The Centers for Disease Control and Prevention show that the total number of HIV infections is going down, and while that's good news, there are still disparities.
For example, in 2019 the CDC reported:
- 5,100 white estimated with HIV.
- 8,900 Black Americans estimated with HIV.
- 7,900 Hispanic estimated with HIV.
Data from AIDS VU shows in 2020, nearly 3,000 people in Iowa were living with HIV, while in Illinois, that number was more than 35,000. To put that into perspective, the Census Bureau says Iowa has a population of roughly 3.19 million while Illinois has 12.81 million.
Data from the CDC show in 2020, Illinois was in the top 10 in the U.S. for newly diagnosed adults and adolescents with HIV, having nearly 1,100 new diagnoses.

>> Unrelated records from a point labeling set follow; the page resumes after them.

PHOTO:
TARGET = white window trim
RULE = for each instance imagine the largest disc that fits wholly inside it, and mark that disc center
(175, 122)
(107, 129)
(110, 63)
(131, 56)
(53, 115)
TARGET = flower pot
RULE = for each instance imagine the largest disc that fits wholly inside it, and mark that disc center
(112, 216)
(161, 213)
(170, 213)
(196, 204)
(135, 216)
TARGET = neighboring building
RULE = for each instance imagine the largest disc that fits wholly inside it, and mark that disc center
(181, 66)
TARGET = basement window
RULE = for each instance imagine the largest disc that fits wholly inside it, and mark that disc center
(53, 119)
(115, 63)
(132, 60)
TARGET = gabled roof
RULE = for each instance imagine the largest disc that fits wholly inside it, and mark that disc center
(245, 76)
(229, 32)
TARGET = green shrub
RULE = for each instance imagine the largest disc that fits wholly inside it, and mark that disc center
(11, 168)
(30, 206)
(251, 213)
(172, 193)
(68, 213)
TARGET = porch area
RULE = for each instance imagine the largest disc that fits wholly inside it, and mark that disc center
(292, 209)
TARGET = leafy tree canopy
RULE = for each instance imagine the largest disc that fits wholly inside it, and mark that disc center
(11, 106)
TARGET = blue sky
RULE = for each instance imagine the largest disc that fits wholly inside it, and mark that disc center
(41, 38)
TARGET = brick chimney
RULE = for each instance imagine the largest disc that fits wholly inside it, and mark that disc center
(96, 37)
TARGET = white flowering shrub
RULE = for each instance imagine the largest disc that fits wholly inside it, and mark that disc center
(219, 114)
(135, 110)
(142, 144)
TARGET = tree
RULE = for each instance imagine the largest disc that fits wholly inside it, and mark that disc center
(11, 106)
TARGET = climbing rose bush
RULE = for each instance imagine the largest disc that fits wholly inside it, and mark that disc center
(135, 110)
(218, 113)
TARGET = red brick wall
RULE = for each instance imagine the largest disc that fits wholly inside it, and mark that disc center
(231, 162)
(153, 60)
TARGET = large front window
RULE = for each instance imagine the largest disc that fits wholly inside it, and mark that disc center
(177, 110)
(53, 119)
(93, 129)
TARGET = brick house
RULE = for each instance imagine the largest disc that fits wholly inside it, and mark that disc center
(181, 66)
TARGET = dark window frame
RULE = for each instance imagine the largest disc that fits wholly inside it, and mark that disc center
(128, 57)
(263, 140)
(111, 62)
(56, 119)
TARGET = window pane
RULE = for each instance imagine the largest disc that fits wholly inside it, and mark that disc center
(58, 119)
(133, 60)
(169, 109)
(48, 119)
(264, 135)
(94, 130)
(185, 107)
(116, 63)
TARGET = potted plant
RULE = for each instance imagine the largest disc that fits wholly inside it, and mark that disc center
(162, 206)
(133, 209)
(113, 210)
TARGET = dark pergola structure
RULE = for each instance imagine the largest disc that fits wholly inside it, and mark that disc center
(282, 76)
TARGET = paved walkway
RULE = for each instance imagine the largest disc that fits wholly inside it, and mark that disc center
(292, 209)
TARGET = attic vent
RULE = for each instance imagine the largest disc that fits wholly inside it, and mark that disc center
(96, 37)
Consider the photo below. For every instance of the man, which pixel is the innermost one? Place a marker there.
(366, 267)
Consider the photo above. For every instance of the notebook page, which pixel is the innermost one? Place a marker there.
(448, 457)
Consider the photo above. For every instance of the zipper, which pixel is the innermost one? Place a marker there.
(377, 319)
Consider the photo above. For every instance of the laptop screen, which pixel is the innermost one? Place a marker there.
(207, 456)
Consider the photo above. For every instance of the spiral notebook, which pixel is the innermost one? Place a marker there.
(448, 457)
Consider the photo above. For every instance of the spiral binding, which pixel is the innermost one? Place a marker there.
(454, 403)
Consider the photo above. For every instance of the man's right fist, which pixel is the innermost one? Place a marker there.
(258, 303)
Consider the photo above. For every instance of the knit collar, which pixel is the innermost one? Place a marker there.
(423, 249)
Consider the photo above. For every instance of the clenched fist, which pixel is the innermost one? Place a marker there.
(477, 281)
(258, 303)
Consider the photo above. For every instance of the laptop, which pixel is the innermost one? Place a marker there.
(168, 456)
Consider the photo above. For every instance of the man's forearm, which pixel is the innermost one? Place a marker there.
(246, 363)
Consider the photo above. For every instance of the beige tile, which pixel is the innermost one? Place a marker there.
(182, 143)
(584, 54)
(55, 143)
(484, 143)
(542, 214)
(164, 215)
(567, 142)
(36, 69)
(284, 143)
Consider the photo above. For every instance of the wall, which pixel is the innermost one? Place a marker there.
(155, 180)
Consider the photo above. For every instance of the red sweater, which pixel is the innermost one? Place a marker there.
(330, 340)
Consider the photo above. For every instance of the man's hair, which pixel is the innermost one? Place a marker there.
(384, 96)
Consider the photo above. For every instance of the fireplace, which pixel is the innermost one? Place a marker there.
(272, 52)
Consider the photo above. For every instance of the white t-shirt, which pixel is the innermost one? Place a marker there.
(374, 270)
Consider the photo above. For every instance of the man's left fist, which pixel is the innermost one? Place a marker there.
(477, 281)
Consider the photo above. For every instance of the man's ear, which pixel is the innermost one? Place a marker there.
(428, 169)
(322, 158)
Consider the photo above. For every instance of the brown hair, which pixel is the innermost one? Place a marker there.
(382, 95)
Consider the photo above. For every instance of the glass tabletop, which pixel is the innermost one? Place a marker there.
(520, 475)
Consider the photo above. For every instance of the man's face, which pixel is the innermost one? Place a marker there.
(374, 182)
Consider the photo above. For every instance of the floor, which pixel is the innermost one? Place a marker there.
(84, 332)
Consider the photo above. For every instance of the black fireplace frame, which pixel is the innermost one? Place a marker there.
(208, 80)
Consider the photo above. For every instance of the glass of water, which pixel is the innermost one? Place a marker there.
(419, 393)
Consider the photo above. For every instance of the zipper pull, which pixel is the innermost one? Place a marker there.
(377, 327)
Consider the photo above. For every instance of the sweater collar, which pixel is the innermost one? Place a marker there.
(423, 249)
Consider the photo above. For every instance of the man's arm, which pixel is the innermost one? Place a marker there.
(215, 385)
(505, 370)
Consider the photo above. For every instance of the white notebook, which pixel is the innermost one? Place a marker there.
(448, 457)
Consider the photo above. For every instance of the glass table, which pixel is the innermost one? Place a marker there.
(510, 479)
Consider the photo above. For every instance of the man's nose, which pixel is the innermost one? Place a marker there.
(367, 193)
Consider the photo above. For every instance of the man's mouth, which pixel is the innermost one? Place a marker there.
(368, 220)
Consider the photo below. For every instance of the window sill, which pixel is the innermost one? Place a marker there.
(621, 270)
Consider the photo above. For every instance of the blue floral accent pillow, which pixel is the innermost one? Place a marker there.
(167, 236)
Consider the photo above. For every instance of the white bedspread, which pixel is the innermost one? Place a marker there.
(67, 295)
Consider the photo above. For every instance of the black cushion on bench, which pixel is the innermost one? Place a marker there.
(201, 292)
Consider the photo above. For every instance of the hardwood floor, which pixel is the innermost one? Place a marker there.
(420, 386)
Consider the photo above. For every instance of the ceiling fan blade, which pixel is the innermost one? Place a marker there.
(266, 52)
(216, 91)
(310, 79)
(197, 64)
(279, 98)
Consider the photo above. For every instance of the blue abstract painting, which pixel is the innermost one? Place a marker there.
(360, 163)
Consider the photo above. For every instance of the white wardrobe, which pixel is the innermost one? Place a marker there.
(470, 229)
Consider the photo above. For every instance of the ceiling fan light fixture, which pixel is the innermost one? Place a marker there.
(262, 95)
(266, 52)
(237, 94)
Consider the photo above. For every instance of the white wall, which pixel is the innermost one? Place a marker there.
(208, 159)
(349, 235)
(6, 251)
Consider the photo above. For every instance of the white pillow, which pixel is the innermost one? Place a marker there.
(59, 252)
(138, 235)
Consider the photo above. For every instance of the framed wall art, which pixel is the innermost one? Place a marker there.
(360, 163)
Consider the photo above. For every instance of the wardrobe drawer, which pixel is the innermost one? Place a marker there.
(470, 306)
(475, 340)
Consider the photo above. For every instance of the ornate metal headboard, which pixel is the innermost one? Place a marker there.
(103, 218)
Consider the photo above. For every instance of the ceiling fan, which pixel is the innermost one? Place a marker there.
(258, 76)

Officials from the Project of the Quad Cities said they're trying to tackle this trend on a local level.
"We have an outreach and prevention team that is actually going into the community, right, and meeting people where they are, where they work, where they live, so that we can actually provide those services to them in an environment that is comfortable for them," Mitchell said.
The Project of the Quad Cities offers testing at their offices in downtown Moline. Those who need testing can find the link to schedule an appointment by clicking/tapping here.
Officials from the Project of the QC send a reminder that this isn't just a disease that impacts the LGBTQ+ community.
"When HIV gets into the body, it cannot, you know, distinguish between a gay body or a straight body or a male body or a female body, it is going to spread and infect regardless," Mitchell said.
Mitchell also told News 8 that national trends on PrEP users and HIV infections are fairly consistent on the local level.